Aminooxyacetic acid (AOAA; 20 and 40 mg/kg), baclofen (15 and 20 mg/kg), gamma-hydroxybutyric acid (GHBA; 250 mg/kg) and gamma-aminobutyric acid (GABA: 3000 mg/kg), administered intraperitoneally, increased the convulsive threshold in mice but to a relatively small degree. Bicuculline and picrotoxin were shown to reverse these anticonvulsant effects except for baclofen. Apomorphine (10 mg/kg), amantadine (100 mg/kg) and L-DOPA (62 . 5 and 125 mg/kg) potentiated the action of AOAA (20 mg/kg). Also apomorphine (5 and 10 mg/kg) and amantadine (25 and 100 mg/kg) potentiated the anticonvulsant activity of baclofen (15 mg/kg).

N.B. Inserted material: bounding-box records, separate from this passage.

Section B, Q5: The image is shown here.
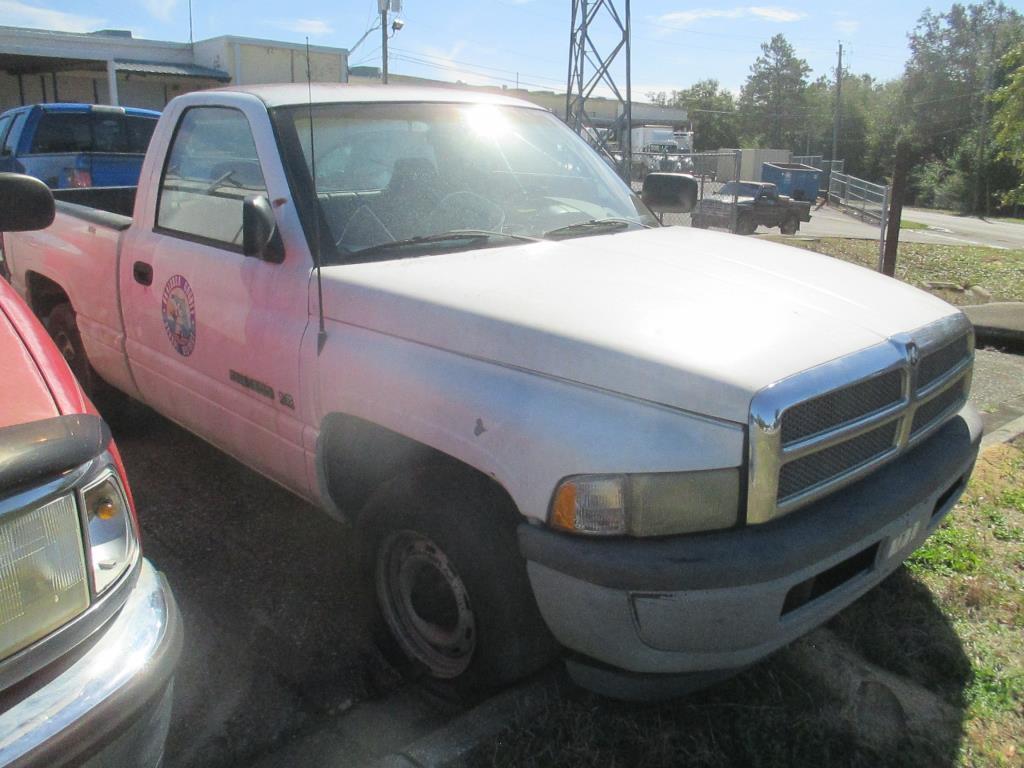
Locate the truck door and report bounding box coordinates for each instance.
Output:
[120,104,310,498]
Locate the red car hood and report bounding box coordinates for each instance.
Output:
[0,281,92,428]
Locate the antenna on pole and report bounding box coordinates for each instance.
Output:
[565,0,633,182]
[306,37,327,355]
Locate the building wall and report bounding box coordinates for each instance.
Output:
[0,72,220,112]
[196,37,345,85]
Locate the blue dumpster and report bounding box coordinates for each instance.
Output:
[761,163,821,201]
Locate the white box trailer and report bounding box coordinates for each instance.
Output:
[716,147,793,181]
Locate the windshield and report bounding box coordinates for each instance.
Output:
[282,103,657,261]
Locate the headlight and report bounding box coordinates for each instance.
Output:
[82,467,138,595]
[549,468,739,537]
[0,495,89,658]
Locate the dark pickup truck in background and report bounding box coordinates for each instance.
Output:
[0,103,160,189]
[690,181,811,234]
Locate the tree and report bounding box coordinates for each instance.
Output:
[739,35,811,148]
[904,0,1024,212]
[992,43,1024,205]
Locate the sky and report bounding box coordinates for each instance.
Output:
[0,0,1024,100]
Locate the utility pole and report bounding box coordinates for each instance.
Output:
[829,43,843,165]
[378,0,388,85]
[882,139,910,278]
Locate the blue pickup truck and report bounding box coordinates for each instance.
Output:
[0,103,160,189]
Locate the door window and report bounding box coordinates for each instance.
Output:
[30,112,92,155]
[157,106,266,246]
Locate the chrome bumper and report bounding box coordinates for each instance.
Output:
[0,560,182,768]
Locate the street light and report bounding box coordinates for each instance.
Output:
[377,0,406,85]
[348,0,406,85]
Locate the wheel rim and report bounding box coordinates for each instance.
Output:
[376,530,476,679]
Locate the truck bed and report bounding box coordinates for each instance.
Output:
[53,186,138,229]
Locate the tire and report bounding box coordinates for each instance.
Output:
[356,467,557,699]
[43,301,128,417]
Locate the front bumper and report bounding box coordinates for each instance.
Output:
[0,560,182,768]
[519,407,981,695]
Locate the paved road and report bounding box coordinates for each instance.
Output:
[794,206,1024,249]
[666,201,1024,249]
[900,208,1024,249]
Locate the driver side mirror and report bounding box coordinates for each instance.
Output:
[0,173,54,232]
[640,173,697,214]
[242,195,285,264]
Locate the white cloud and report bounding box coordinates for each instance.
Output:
[657,5,807,27]
[0,0,106,32]
[657,8,745,27]
[142,0,178,22]
[746,5,807,23]
[276,18,334,37]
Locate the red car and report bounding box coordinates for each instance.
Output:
[0,174,182,766]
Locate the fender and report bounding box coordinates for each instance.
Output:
[316,323,744,520]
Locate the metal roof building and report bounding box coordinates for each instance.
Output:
[0,27,348,110]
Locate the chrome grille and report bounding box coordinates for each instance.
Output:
[910,381,967,435]
[746,314,974,523]
[782,370,903,445]
[778,421,899,502]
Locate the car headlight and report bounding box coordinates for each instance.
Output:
[82,467,138,595]
[549,468,740,537]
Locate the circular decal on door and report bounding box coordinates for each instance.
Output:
[160,274,196,357]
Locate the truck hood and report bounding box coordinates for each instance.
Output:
[319,227,957,423]
[0,302,60,428]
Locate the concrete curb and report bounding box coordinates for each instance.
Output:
[981,416,1024,451]
[372,673,558,768]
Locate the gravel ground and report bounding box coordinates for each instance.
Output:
[109,403,395,768]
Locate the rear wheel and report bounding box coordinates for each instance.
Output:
[43,301,127,417]
[357,468,557,697]
[44,301,99,397]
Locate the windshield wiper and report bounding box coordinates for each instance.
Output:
[348,229,541,258]
[544,217,650,240]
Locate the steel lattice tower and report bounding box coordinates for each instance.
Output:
[565,0,633,180]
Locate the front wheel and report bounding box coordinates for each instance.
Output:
[357,468,556,696]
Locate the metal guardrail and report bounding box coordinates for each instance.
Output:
[828,172,889,224]
[828,171,891,271]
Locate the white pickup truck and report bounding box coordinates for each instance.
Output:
[3,85,980,696]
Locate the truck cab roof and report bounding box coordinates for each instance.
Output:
[3,102,160,118]
[192,83,544,110]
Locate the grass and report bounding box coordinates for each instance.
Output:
[899,219,928,229]
[770,238,1024,304]
[472,441,1024,768]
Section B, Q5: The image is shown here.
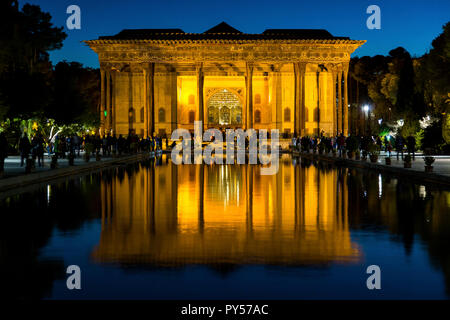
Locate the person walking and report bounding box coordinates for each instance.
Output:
[406,136,416,160]
[31,133,44,167]
[0,132,8,174]
[395,133,404,160]
[19,132,31,167]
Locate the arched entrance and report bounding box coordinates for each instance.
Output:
[207,89,242,127]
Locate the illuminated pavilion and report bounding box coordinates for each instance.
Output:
[85,22,365,136]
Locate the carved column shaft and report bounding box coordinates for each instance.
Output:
[105,70,111,134]
[100,68,106,131]
[331,69,337,135]
[170,70,178,131]
[273,66,283,132]
[143,67,150,138]
[197,63,205,128]
[245,63,253,129]
[343,65,348,135]
[147,62,155,135]
[299,63,307,136]
[110,71,116,133]
[337,69,343,133]
[294,62,303,135]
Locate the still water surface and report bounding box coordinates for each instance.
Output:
[0,156,450,299]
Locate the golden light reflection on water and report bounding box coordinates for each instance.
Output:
[92,158,361,266]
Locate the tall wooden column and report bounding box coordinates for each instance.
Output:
[146,62,155,135]
[343,64,348,136]
[105,70,111,134]
[100,68,106,134]
[273,64,283,134]
[293,62,303,135]
[170,70,178,131]
[197,63,205,128]
[331,68,337,136]
[110,70,117,134]
[337,68,343,134]
[315,69,321,135]
[245,62,253,129]
[299,62,307,136]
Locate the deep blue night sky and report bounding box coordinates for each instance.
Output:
[19,0,450,67]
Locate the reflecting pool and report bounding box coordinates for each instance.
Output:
[0,155,450,299]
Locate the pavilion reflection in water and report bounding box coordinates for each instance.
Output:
[92,159,361,267]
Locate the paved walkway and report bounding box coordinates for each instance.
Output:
[378,152,450,177]
[2,153,116,179]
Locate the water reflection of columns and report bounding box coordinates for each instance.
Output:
[198,164,205,234]
[294,164,305,235]
[147,164,156,234]
[245,165,253,236]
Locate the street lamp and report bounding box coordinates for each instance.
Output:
[362,104,370,134]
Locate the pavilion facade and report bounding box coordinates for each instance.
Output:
[86,23,365,136]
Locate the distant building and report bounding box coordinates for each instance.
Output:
[85,22,365,136]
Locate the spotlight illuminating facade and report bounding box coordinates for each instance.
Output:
[85,22,365,136]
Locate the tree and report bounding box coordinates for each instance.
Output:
[46,61,100,124]
[0,1,67,120]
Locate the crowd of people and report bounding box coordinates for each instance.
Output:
[0,132,169,172]
[292,133,416,160]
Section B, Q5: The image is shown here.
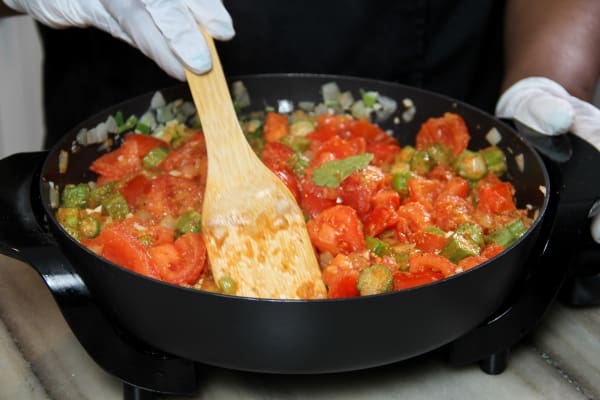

Combined treatment with baclofen (15 mg/kg) and amantadine (100 mg/kg) resulted in about 4-fold increase in the convulsive threshold. However, the action of GABA and GHBA was poorly affected by dopaminergic agonists, amantadine even decreased the threshold in animals pretreated with these substances. The results obtained in this study suggest dopaminergic stimulation to be of importance in potentiating the anticonvulsant action of some GABA-ergic drugs.